Por la promoción y la defensa honrada de los derechos humanos.

Los Derechos Humanos son un ideal común de la humanidad que deben ser defendidos de los muchos ataques que reciben. Desde su proclamación por la ONU el 10 de diciembre de 1948, la experiencia nos ha enseñado que, al no haberse definido instrumentos concretos para defender estos derechos, su cumplimiento ha quedado en manos de los poderes de turno.

Más de setenta años han pasado desde entonces y el derecho a la vida, al trabajo, a la seguridad social, a un nivel de vida digno, a la sanidad, la libertad de expresión, la educación o la vivienda son una utopía para gran parte de la Humanidad. Hoy podemos comprobar cómo, en muchas partes del mundo, se dispara la desigualdad; y los gobiernos, en lugar de trabajar por eliminarla, se dedican a reprimir a aquellas personas y organizaciones que deciden alzar la voz.

En nuestro país las libertades fundamentales tampoco avanzan. Los derechos de los inmigrantes, el derecho de asilo, el derecho a la tutela judicial efectiva y los derechos sociales también han sufrido un claro retroceso en las últimas décadas.

Nuestra Constitución es algo más que la monarquía y el estado de las autonomías. Su catálogo de derechos no está siendo objeto de debate ni se quiere desarrollar. Es más, de la parálisis en su regulación se está pasando a un lento proceso de degradación de los derechos fundamentales en nuestro país. La razón es clara: se ha producido una auténtica inversión de prioridades. Hay muchos ejemplos de ello: por un lado, el derecho a la vivienda que ha cedido en favor de los intereses de propietarios y constructores; por otro, el art. 129. 2 de la carta magna mandata a los poderes públicos establecer los medios que faciliten el acceso de los trabajadores a la propiedad de los medios de producción, y hasta los primeros comentaristas de la constitución llegaron a afirmar que amparaba en su seno un modelo de economía autogestionaria si había voluntad para ello, pero no la hay; además, el derecho al trabajo se ha degradado hasta límites insospechados con sentencias del Tribunal Constitucional como aquella que avala el despido objetivo por ausencias al trabajo, aún justificadas, o amparar periodos de prueba de un año o la generalización de la contratación temporal, la ampliación de las causas de rescisión de contratos, etc.
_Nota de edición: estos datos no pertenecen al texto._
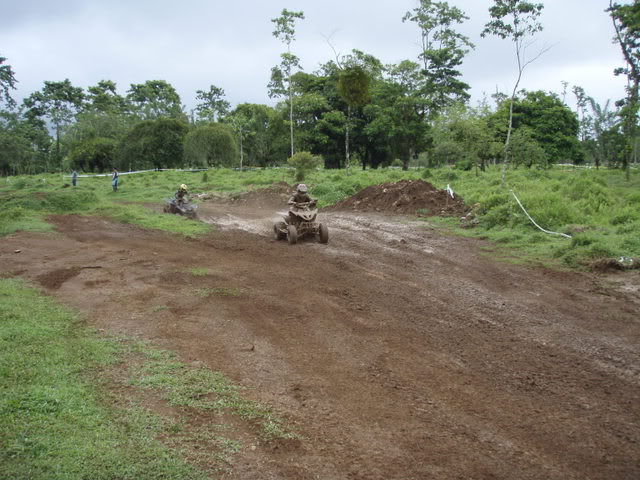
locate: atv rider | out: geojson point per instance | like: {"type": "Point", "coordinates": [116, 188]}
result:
{"type": "Point", "coordinates": [181, 195]}
{"type": "Point", "coordinates": [300, 196]}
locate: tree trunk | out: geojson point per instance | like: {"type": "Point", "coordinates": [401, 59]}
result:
{"type": "Point", "coordinates": [346, 140]}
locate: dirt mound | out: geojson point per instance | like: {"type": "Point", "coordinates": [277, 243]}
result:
{"type": "Point", "coordinates": [415, 197]}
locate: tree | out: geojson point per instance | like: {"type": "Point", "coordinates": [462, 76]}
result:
{"type": "Point", "coordinates": [552, 124]}
{"type": "Point", "coordinates": [264, 134]}
{"type": "Point", "coordinates": [626, 22]}
{"type": "Point", "coordinates": [7, 83]}
{"type": "Point", "coordinates": [59, 102]}
{"type": "Point", "coordinates": [155, 99]}
{"type": "Point", "coordinates": [281, 75]}
{"type": "Point", "coordinates": [304, 162]}
{"type": "Point", "coordinates": [103, 98]}
{"type": "Point", "coordinates": [443, 50]}
{"type": "Point", "coordinates": [212, 104]}
{"type": "Point", "coordinates": [211, 145]}
{"type": "Point", "coordinates": [516, 20]}
{"type": "Point", "coordinates": [153, 144]}
{"type": "Point", "coordinates": [353, 87]}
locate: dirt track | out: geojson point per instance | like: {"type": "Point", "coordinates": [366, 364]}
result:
{"type": "Point", "coordinates": [396, 353]}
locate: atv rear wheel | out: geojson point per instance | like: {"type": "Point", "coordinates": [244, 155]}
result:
{"type": "Point", "coordinates": [292, 234]}
{"type": "Point", "coordinates": [324, 233]}
{"type": "Point", "coordinates": [277, 230]}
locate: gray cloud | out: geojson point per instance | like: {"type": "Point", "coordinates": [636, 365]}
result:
{"type": "Point", "coordinates": [196, 43]}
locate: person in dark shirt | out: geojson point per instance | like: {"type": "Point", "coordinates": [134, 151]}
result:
{"type": "Point", "coordinates": [300, 196]}
{"type": "Point", "coordinates": [181, 194]}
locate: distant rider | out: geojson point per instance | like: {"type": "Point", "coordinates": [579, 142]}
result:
{"type": "Point", "coordinates": [300, 196]}
{"type": "Point", "coordinates": [181, 195]}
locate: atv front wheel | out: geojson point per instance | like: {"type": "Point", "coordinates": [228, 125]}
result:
{"type": "Point", "coordinates": [324, 233]}
{"type": "Point", "coordinates": [277, 231]}
{"type": "Point", "coordinates": [292, 234]}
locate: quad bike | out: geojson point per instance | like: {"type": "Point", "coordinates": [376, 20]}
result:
{"type": "Point", "coordinates": [300, 221]}
{"type": "Point", "coordinates": [181, 208]}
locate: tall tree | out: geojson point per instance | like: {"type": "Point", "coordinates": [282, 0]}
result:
{"type": "Point", "coordinates": [516, 20]}
{"type": "Point", "coordinates": [281, 75]}
{"type": "Point", "coordinates": [443, 50]}
{"type": "Point", "coordinates": [7, 82]}
{"type": "Point", "coordinates": [353, 87]}
{"type": "Point", "coordinates": [59, 102]}
{"type": "Point", "coordinates": [155, 99]}
{"type": "Point", "coordinates": [626, 22]}
{"type": "Point", "coordinates": [212, 104]}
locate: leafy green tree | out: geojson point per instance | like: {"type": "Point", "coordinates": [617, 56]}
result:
{"type": "Point", "coordinates": [7, 83]}
{"type": "Point", "coordinates": [212, 104]}
{"type": "Point", "coordinates": [626, 22]}
{"type": "Point", "coordinates": [552, 124]}
{"type": "Point", "coordinates": [104, 98]}
{"type": "Point", "coordinates": [212, 145]}
{"type": "Point", "coordinates": [24, 144]}
{"type": "Point", "coordinates": [516, 20]}
{"type": "Point", "coordinates": [526, 151]}
{"type": "Point", "coordinates": [58, 102]}
{"type": "Point", "coordinates": [353, 86]}
{"type": "Point", "coordinates": [304, 162]}
{"type": "Point", "coordinates": [280, 83]}
{"type": "Point", "coordinates": [264, 134]}
{"type": "Point", "coordinates": [155, 99]}
{"type": "Point", "coordinates": [443, 50]}
{"type": "Point", "coordinates": [153, 144]}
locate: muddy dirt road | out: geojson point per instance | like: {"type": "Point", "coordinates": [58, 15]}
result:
{"type": "Point", "coordinates": [396, 352]}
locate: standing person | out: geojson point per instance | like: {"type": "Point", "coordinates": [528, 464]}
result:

Los acomodados adulteran el debate de los derechos humanos. Como no se sienten sujetos de deberes para con los demás, se apropian de los derechos y su discurso. El mejor ejemplo en nuestro país lo vivimos con el egoísmo fiscal de los ricos de Cataluña que, a pesar de haberse enriquecido a costa de los más pobres, han sido capaces de camuflar su avaricia con el ropaje de un “derecho a decidir”.

Por eso, afirmamos que no hay derechos sin deberes. Para que los derechos humanos no sean un discurso politiquero hay que hablar de los deberes que tenemos para garantizar los derechos de todos. Esta cuestión se hace más patente en los derechos de los pobres de la tierra. Los beneficiarios de estructuras injustas que aplastan a gran parte de la humanidad tienen –tenemos- la obligación de reconocer el privilegio de su posición acomodada y el beneficio que ha reportado tanta injusticia. Por eso, defender los derechos humanos obliga a trabajar por la transformación de los mecanismos políticos y económicos que asolan a los países empobrecidos… aunque ello conlleve una bajada en nuestras propias condiciones.

Por último, defendemos que los derechos humanos apuntan alto. Los derechos no solo tienen contenido económico y por eso nos oponemos a la nueva ofensiva de llamar derechos a lo que no lo son y eliminan la dignidad de la persona. Nos referimos a los atajos baratos del capitalismo depredador que vende como derecho la eutanasia para ahorrarse los cuidados paliativos. La persona y su dignidad son el metro para saber si estamos hablando de auténticos derechos humanos o de otra cosa.

Todo esto nos recuerda que defender los derechos humanos sigue siendo una tarea tan necesaria hoy como entusiasmante.